Pech onderweg is niet voor watjes zeg. Heks koopt op de valreep een knalgeel fluorescerend jasje en dat is maar goed ook. Mijn voornemen nu eens op tijd om Parijs heen te zijn gaat op in rook. Ik kom dan wel voor hete vuren te staan, maar ik heb de soep heus heter gegeten. Uiteindelijk is het leven een groot avontuur. En: Vandaag loopt alles goed af!

Een paar dagen voordat ik naar Plumvillage vertrek haal ik de Don van het station. Strak in het pak stapt hij bij me in de auto. De koffer met nog meer pakken en hoeden gooien we achterin. In Huize Heks hangen ook nog eens een maatpak en een colbertje klaar. Hij komt deze maand wel door!

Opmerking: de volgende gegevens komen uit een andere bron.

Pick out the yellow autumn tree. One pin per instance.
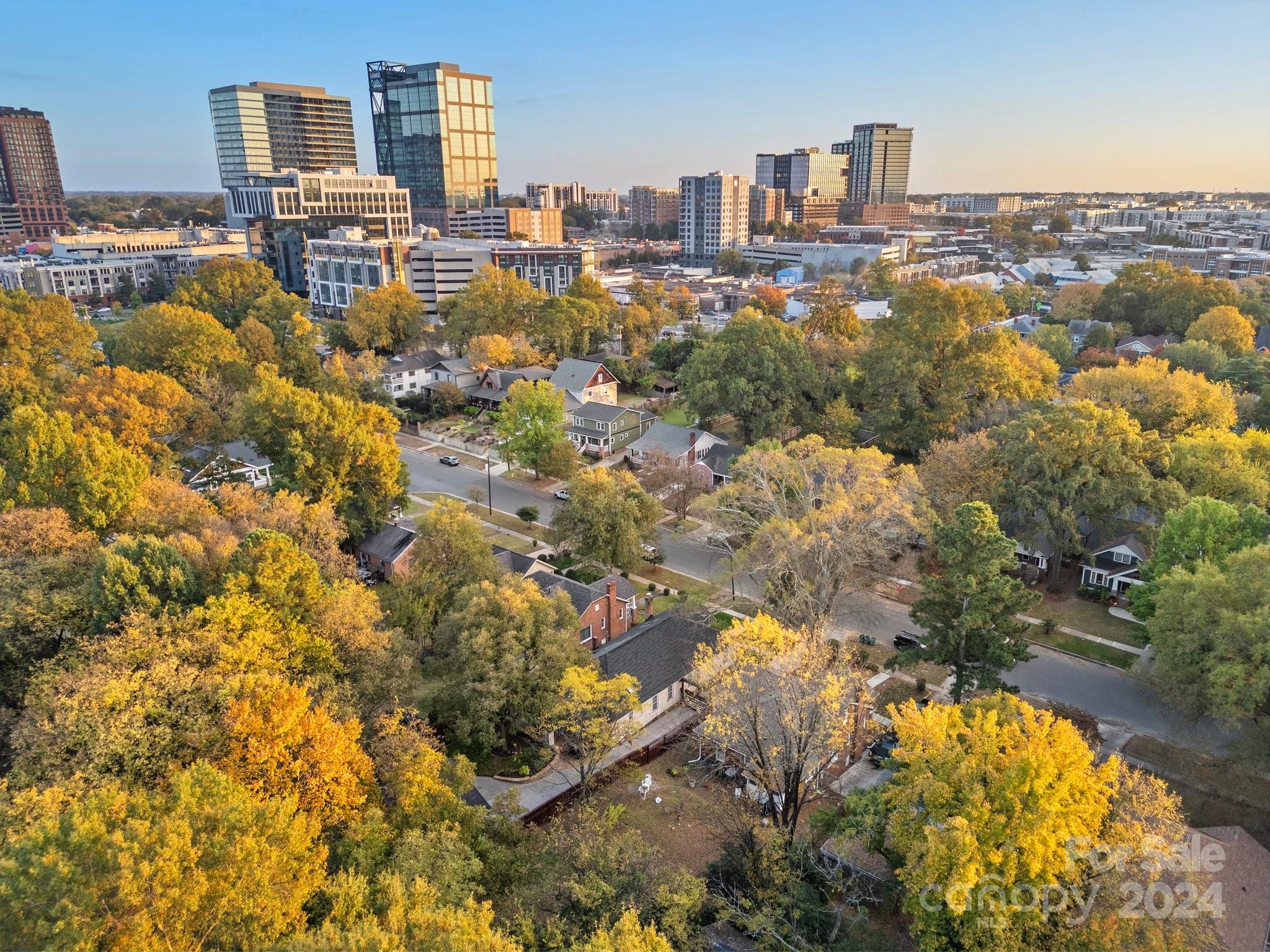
(193, 865)
(1158, 399)
(149, 412)
(491, 351)
(783, 703)
(591, 716)
(281, 744)
(626, 936)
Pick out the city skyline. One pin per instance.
(642, 100)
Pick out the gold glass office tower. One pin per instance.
(435, 133)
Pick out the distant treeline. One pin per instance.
(133, 209)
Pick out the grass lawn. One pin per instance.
(894, 691)
(667, 578)
(676, 415)
(1083, 648)
(1091, 619)
(1196, 777)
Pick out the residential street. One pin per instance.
(1114, 697)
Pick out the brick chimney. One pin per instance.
(616, 626)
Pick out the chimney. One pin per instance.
(616, 626)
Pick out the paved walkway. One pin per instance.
(1121, 645)
(563, 778)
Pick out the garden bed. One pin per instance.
(1090, 617)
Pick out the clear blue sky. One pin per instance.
(1018, 95)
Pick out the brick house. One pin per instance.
(659, 654)
(603, 430)
(606, 609)
(388, 551)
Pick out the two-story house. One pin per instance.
(659, 654)
(603, 430)
(409, 372)
(585, 381)
(683, 446)
(606, 609)
(494, 384)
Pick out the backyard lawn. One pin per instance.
(1089, 617)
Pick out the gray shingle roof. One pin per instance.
(605, 413)
(658, 653)
(574, 374)
(515, 562)
(388, 544)
(667, 438)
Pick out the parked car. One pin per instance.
(907, 639)
(882, 749)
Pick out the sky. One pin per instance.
(1002, 97)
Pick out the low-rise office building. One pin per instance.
(541, 225)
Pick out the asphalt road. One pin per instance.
(1114, 697)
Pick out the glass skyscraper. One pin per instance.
(435, 133)
(267, 127)
(881, 152)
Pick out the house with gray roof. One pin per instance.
(388, 551)
(603, 430)
(659, 654)
(207, 466)
(585, 381)
(681, 444)
(606, 609)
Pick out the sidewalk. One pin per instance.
(1121, 645)
(557, 783)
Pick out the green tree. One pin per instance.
(328, 447)
(1055, 342)
(456, 555)
(757, 368)
(226, 288)
(531, 421)
(607, 518)
(881, 277)
(1203, 531)
(493, 302)
(930, 367)
(141, 574)
(42, 347)
(830, 314)
(569, 327)
(1194, 356)
(385, 319)
(969, 610)
(86, 472)
(177, 340)
(195, 863)
(1222, 465)
(500, 654)
(591, 715)
(1208, 635)
(1070, 461)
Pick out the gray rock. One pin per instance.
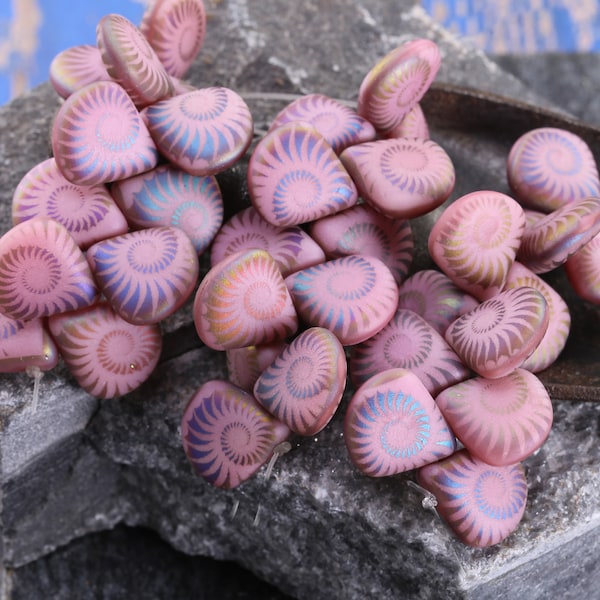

De volgende dagen ga ik door met het voorbereiden van mijn reisje. Afgewisseld met kletskous-sessies met mijn oude vriend. Zijn aanwezigheid werkt twee kanten op. Enerzijds houdt het me rustig, zodat ik mezelf niet voorbij hol. Anderzijds leidt het me geweldig af, waardoor sommige items uiteindelijk niet in mijn bagage terecht komen…..

Ergens onderweg naar mijn tassen neergelegd en vervolgens vergeten. Zo vergeet ik mijn toetsenbord, oplaadsnoer van mijn iPod-achtige apparaatje, bodylotion en zonnebrandproducten. Nou ja. Wat kan het schelen? Uiteindelijk zit ik evenzogoed met een gigantische berg teringzooi in mijn autootje.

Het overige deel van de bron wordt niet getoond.